From the Capitol Journal:
  • When Governor Martin leaned on the shovel to break ground for the new million dollar state library and office building in February, a spectator exclaimed, "Don't lean on that shove, Governor, this isn't a WPA project!"
  • Protests were presented to the Capitol Commission relative to sculptured figures being prepared by Leo Friedlander of New York for the new statehouse.

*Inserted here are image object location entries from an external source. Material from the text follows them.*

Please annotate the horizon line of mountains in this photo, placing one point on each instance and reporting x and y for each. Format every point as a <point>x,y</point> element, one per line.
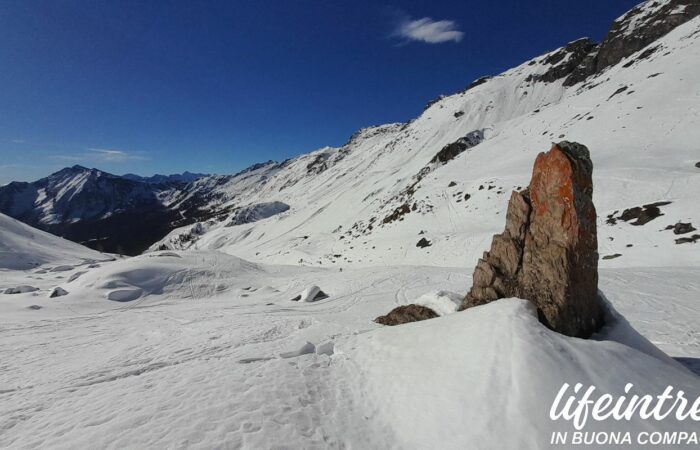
<point>126,214</point>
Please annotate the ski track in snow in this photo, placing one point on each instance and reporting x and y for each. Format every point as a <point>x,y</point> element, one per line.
<point>245,366</point>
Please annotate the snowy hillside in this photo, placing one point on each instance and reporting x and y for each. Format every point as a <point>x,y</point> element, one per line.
<point>23,247</point>
<point>214,339</point>
<point>98,209</point>
<point>205,349</point>
<point>370,201</point>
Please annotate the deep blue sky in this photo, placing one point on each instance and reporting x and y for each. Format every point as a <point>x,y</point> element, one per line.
<point>213,86</point>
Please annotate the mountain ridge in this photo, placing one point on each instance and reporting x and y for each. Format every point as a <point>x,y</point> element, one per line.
<point>490,107</point>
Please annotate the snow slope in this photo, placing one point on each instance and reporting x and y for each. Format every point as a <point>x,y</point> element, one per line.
<point>365,203</point>
<point>23,247</point>
<point>213,353</point>
<point>201,348</point>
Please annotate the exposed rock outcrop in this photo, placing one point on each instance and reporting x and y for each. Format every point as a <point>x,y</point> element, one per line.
<point>632,32</point>
<point>548,251</point>
<point>406,314</point>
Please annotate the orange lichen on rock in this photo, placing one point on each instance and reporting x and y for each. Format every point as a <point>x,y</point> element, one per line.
<point>548,251</point>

Still living pioneers who had crossed the plains in covered wagons declared, "I never saw any pioneers who looked like that!"
  • Gold leafing of the 6-ton, 24 foot high  bronze statue of a pioneer that would top the Capitol building (from a height of 171 feet), would require the services of three man for more than two weeks. The cost of the job would be about $500 considering an ounce of gold was worth $100 at that time. It would have to be reapplied every 25 years.
(See Ben Maxwell's Salem,Oregon, edited by Scott McArthur, 2006.)

1 comment:

Anonymous said...

There is a TYPO for the year of marriage of Hal Patton and Nellie Lucia. It should be 1911.